Based upon the Company’s history of profitability and taxable income and the reversal of taxable temporary differences in the U.S., management believes that with the exception of carryforwards in certain states it is more likely than not the Company will realize the benefits of these deductible differences. The Company has established valuation allowances against $6.0 million of deferred tax assets related to loss and credit carryforwards in the states where activity does not support the deferred tax asset.
Based upon the Company’s history of losses in certain non-U.S. jurisdictions, the Company has not recorded a benefit for current foreign losses in these jurisdictions. In addition, Management believes it is not more likely than not the Company will realize the benefits of certain foreign loss carryforwards and has established valuation allowances in the amount of $40.6 million against all of its foreign deferred tax assets in such jurisdictions. No valuation allowance has been established against deferred tax assets in non-U.S. jurisdictions in which historical profits and forecasted continuing profits exist. The earnings of subsidiaries in such jurisdictions and the differences in income taxes computed using the U.S. statutory tax rate and the effective tax rate in such jurisdictions are not significant.
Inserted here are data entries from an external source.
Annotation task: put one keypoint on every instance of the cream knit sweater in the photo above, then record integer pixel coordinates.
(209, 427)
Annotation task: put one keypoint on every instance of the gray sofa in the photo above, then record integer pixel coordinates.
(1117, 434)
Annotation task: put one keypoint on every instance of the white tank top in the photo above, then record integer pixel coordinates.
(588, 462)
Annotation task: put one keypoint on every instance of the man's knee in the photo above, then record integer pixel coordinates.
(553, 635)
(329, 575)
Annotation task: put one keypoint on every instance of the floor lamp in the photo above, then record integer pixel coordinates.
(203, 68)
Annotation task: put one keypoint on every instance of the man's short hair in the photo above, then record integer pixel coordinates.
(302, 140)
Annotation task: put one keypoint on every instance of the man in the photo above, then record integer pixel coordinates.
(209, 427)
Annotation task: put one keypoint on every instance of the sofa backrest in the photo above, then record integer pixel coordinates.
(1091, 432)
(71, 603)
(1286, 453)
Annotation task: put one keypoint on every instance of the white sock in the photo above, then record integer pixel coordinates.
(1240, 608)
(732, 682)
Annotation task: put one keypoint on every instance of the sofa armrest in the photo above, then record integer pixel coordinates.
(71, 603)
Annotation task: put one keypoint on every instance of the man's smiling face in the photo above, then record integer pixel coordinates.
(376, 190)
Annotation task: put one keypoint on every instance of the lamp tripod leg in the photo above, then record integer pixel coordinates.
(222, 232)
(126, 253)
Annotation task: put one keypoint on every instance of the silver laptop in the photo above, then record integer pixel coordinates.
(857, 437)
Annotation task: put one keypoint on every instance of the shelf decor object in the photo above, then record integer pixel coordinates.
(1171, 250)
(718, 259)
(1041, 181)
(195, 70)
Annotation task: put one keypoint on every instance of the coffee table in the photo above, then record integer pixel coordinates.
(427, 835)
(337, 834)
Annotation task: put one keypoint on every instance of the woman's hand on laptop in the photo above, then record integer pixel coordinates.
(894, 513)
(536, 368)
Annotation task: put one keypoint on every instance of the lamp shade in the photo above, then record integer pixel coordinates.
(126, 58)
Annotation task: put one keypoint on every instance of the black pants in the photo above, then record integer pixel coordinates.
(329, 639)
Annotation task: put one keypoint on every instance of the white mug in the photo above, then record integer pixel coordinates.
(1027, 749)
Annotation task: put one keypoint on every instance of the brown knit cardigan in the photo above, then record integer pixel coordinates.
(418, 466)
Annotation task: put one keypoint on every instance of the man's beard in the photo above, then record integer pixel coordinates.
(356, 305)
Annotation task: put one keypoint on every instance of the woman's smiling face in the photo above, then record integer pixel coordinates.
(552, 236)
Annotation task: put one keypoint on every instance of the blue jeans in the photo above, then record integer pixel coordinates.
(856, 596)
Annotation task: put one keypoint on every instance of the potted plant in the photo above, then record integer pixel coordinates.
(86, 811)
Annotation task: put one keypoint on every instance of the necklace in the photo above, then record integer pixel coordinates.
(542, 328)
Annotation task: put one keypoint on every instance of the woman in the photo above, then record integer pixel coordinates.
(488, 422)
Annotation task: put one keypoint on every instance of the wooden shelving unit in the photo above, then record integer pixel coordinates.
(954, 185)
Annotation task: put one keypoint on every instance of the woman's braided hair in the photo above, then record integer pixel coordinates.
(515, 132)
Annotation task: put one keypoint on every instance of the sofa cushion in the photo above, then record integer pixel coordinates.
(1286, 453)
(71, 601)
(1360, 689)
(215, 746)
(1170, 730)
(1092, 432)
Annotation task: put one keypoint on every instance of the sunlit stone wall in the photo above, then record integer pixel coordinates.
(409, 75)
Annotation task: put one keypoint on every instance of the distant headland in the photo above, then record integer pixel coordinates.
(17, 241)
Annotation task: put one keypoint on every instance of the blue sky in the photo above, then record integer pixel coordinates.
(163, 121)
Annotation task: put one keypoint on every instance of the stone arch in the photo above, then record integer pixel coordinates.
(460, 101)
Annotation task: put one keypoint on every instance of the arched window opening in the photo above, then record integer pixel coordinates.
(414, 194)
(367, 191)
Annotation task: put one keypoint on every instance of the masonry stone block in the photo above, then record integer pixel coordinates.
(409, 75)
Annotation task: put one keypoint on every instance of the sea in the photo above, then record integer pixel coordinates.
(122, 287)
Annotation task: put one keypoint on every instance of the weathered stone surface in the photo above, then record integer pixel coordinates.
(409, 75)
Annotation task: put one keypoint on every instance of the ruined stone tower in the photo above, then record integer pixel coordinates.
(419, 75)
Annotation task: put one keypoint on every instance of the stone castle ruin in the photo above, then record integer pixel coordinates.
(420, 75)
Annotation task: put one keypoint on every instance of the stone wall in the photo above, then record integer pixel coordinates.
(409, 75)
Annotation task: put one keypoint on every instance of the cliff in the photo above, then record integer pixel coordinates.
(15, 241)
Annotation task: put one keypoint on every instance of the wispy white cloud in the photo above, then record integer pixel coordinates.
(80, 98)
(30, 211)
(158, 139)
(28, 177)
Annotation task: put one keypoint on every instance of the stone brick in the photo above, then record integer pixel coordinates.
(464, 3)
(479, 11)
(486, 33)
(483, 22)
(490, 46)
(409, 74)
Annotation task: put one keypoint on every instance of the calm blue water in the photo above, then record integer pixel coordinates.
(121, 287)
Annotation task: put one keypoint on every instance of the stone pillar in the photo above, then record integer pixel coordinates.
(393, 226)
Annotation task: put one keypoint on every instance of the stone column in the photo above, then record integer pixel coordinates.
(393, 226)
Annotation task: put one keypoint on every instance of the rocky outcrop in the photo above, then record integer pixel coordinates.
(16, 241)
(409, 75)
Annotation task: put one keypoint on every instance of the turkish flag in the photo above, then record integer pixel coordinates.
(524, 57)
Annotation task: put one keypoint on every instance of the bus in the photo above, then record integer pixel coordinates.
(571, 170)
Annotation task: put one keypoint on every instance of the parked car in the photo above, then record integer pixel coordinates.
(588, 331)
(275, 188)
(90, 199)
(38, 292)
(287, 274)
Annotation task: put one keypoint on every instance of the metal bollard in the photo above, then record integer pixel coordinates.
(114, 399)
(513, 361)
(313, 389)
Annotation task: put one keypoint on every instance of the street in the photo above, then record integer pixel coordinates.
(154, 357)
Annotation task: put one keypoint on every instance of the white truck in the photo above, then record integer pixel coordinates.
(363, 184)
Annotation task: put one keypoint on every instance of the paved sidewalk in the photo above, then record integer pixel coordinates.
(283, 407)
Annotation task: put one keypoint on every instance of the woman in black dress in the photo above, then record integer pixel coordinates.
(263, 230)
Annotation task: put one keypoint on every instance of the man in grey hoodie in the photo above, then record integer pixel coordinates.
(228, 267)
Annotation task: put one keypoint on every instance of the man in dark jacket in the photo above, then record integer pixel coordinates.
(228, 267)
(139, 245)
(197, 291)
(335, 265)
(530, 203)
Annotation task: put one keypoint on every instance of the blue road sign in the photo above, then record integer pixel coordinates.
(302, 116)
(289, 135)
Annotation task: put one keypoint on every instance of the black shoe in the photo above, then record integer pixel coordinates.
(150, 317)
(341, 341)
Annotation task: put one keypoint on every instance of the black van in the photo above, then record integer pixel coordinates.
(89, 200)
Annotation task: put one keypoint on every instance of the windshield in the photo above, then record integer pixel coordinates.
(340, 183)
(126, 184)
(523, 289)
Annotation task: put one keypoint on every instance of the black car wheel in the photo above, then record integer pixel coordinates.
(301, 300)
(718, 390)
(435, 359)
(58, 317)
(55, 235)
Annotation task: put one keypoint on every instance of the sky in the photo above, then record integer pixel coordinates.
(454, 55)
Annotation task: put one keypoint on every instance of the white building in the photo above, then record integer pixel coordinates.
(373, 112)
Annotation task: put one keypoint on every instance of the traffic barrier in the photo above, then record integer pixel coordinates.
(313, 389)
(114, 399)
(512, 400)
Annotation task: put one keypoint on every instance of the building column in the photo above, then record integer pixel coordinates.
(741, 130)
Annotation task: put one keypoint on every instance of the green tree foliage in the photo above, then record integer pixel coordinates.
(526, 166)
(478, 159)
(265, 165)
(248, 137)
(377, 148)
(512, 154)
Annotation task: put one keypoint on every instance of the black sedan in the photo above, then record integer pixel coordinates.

The following table sets forth changes in the total gross unrecognized tax benefits for the fiscal years ended March 31, 2016, 2015 and 2014 (dollars in thousands):
The total amount of gross unrecognized tax benefits as of March 31, 2016 was $10.9 million, of which up to $8.8 million would reduce the Company’s effective tax rate in future periods if and when realized. The Company reports accrued interest and penalties related to unrecognized tax benefits in income tax expense. The combined amount of accrued interest and penalties related to tax positions on tax returns was approximately $0.3 million as of March 31, 2016. There was no material change in accrued interest and penalties during fiscal year 2016. The Company does not anticipate any reduction of unrecognized tax benefits within the next 12 months.
The Company files a consolidated U.S. federal income tax return and tax returns in various state and local jurisdictions. The Company’s subsidiaries also file tax returns in various foreign jurisdictions in which it operates. In the U.S., the statute of limitations for Internal Revenue Service examinations remains open for the Company’s federal income tax returns for fiscal years subsequent to 2012. The status of state and local and foreign tax examinations varies by jurisdiction. The Company does not anticipate any material adjustments to its financial statements resulting from tax examinations currently in progress.